Lo stesso Di Maio ha preferito non rilasciare nessuna dichiarazione all’uscita da Palazzo Madama.  Diverse le parole di Stefano Patuanelli, ministro grillino alle Politiche Agricole Alimentari e Forestali, e fedelissimo di Conte: “Se domani siamo ancora al governo? Non vedo perché no. Mi sembra che sono altri che creano problemi al governo, non noi”.

Poco prima, nell’aula del Senato, c’è stato un lungo applauso. Bocciate le risoluzioni presentate da Cal, dalla senatrice Elena Fattori del gruppo Misto, del senatore di Italexit, Gianluigi Paragone e di Luca Ciriani di Fratelli d’Italia.
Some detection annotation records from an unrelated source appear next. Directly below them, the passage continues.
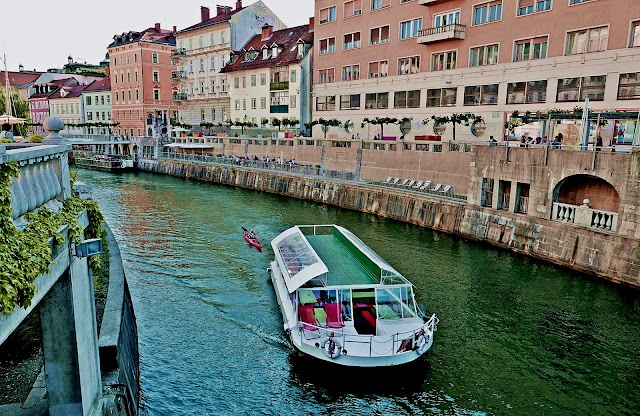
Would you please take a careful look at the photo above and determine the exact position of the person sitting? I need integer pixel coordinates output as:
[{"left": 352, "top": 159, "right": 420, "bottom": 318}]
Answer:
[{"left": 0, "top": 123, "right": 16, "bottom": 143}]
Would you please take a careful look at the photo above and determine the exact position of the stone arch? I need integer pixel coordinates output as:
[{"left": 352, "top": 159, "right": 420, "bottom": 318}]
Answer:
[{"left": 553, "top": 174, "right": 620, "bottom": 212}]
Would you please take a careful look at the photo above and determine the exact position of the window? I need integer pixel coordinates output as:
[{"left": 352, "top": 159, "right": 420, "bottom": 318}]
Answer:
[
  {"left": 472, "top": 1, "right": 502, "bottom": 26},
  {"left": 507, "top": 80, "right": 547, "bottom": 104},
  {"left": 318, "top": 38, "right": 336, "bottom": 55},
  {"left": 464, "top": 84, "right": 498, "bottom": 105},
  {"left": 369, "top": 61, "right": 389, "bottom": 78},
  {"left": 342, "top": 32, "right": 360, "bottom": 51},
  {"left": 369, "top": 25, "right": 389, "bottom": 45},
  {"left": 557, "top": 75, "right": 607, "bottom": 102},
  {"left": 513, "top": 36, "right": 549, "bottom": 62},
  {"left": 340, "top": 94, "right": 360, "bottom": 110},
  {"left": 433, "top": 10, "right": 460, "bottom": 27},
  {"left": 371, "top": 0, "right": 391, "bottom": 11},
  {"left": 316, "top": 96, "right": 336, "bottom": 111},
  {"left": 618, "top": 72, "right": 640, "bottom": 100},
  {"left": 469, "top": 44, "right": 498, "bottom": 66},
  {"left": 393, "top": 90, "right": 420, "bottom": 108},
  {"left": 398, "top": 56, "right": 420, "bottom": 75},
  {"left": 629, "top": 21, "right": 640, "bottom": 48},
  {"left": 427, "top": 88, "right": 458, "bottom": 107},
  {"left": 342, "top": 65, "right": 360, "bottom": 81},
  {"left": 344, "top": 0, "right": 362, "bottom": 19},
  {"left": 431, "top": 51, "right": 457, "bottom": 71},
  {"left": 565, "top": 26, "right": 609, "bottom": 55},
  {"left": 518, "top": 0, "right": 551, "bottom": 16},
  {"left": 318, "top": 68, "right": 336, "bottom": 84},
  {"left": 364, "top": 92, "right": 389, "bottom": 110},
  {"left": 400, "top": 18, "right": 422, "bottom": 39},
  {"left": 320, "top": 6, "right": 336, "bottom": 24}
]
Su tutte il governo aveva espresso parre contrario. La proposta del senatore di Ciriani di votare la sua risoluzione in parti separate.

Il testo della risoluzione delle forze di maggioranza è il frutto di una mediazione lunga e complicata, raggiunta dopo l’intervento prima del voto di Mario Draghi. Poggia in particolare su un passaggio in cui si sollecita il governo a continuare a garantire “il necessario e ampio coinvolgimento del Parlamento” ai principali summit internazionali, come previsto dal decreto Ucraina e – si legge nella risoluzione – “comprese le cessioni di forniture militari”. E’ questa la formula trovata per tenere in equilibrio l’esigenza del governo di citare il decreto Ucraina, che ha autorizzato l’invio di armi a Kiev, e quella sollecitata soprattutto da M5s e Leu di un maggiore coinvolgimento delle Camere nelle decisioni governative.
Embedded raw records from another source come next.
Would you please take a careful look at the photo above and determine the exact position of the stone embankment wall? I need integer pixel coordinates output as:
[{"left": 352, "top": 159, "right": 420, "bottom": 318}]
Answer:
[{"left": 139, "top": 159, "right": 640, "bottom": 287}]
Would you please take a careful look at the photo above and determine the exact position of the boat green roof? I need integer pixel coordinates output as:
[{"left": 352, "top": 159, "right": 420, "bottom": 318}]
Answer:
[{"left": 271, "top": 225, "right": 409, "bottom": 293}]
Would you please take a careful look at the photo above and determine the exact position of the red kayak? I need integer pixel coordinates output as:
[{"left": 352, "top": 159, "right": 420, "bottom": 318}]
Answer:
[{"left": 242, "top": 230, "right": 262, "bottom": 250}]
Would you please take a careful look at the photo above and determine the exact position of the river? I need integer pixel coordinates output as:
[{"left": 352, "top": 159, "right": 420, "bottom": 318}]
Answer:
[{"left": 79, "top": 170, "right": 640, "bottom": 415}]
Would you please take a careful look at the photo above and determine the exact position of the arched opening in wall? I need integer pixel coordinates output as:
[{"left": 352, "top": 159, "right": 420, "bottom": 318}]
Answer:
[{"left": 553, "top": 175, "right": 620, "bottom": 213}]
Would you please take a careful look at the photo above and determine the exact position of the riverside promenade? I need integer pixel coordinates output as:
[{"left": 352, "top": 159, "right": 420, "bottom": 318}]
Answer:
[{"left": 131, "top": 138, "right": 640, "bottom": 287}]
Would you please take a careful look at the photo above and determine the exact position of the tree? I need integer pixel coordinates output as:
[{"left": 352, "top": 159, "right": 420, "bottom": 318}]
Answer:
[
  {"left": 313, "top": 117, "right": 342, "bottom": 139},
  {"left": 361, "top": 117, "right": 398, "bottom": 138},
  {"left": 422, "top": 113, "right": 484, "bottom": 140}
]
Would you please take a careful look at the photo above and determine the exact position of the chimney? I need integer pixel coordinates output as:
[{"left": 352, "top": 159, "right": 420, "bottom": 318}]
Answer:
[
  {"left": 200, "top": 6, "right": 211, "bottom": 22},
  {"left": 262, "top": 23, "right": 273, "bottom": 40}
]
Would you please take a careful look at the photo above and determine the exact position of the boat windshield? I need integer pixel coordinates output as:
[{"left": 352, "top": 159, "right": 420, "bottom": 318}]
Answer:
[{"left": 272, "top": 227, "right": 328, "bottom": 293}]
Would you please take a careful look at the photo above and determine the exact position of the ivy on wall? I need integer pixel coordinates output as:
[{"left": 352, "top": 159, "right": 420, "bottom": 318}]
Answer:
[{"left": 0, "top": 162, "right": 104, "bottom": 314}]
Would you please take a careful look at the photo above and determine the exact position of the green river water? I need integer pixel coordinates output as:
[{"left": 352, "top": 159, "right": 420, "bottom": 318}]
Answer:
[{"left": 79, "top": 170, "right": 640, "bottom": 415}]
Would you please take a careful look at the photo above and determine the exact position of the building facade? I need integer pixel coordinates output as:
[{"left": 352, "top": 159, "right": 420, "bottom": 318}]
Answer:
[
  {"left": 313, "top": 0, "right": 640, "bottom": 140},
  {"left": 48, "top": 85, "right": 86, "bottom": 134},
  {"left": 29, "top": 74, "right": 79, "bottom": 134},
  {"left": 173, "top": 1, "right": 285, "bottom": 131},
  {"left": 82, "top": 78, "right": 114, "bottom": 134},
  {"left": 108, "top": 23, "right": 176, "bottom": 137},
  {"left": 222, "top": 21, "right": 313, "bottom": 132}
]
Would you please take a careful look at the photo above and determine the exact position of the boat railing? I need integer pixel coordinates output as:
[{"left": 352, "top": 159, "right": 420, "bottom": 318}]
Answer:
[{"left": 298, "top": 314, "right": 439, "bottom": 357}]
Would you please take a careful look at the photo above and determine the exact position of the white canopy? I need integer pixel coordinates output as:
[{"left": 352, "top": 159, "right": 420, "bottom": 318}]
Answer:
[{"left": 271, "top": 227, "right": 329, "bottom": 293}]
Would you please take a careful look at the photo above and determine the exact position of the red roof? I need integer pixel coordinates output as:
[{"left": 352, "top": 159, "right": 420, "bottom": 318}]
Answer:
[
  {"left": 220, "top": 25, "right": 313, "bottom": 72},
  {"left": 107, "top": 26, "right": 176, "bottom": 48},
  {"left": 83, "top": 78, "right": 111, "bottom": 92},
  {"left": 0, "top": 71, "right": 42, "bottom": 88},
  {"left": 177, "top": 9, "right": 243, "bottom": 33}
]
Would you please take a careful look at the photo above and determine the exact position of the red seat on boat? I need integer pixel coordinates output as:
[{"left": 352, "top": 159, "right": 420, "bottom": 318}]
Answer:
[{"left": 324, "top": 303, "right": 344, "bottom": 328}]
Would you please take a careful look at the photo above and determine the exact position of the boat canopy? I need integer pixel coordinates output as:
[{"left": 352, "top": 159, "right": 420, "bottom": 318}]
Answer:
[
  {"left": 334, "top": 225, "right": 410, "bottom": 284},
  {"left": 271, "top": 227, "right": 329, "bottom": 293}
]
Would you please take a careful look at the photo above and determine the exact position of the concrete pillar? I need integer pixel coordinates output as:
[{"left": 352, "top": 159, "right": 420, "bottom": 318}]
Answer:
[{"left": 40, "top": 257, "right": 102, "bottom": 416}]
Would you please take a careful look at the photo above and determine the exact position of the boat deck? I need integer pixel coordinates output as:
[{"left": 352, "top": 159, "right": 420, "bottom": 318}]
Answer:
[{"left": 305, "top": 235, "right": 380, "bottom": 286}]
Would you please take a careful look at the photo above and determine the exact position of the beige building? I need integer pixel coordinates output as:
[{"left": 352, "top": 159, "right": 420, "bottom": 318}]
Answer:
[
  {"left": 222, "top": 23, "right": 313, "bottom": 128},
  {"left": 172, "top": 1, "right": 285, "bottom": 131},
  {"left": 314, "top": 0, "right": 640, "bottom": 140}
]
Una giornata parlamentare che si era aperta con l’ingresso al Senato del premier Draghi davanti ai giornalisti, che gli chiedevano se dopo tutte le polemiche fosse preoccupato per la tenuta della maggioranza, “Non so, vediamo”. Parole, quelle di Draghi, dettate dallo scontro tra i partiti di maggioranza durante il vertice di questa mattina per concordare una risoluzione unitaria da votare dopo l’intervento del premier. Poi ha iniziato il suo discorso durato poco meni di 20 minuti in vista del Consiglio europeo del 23 e 24 giugno. “Il governo italiano intende continuare a sostenere l’Ucraina così come questo Parlamento ci ha dato mandato di fare”, ha detto.

Accanto a Draghi sedeva il ministro degli Esteri Luigi Di Maio, impegnato in ben altra partita: i suoi fedelissimi avevano iniziato a raccogliere le firme tra i deputati per la creazione di un gruppo autonomo di Di Maio alla Camera e al Senato, “Insieme per il futuro“.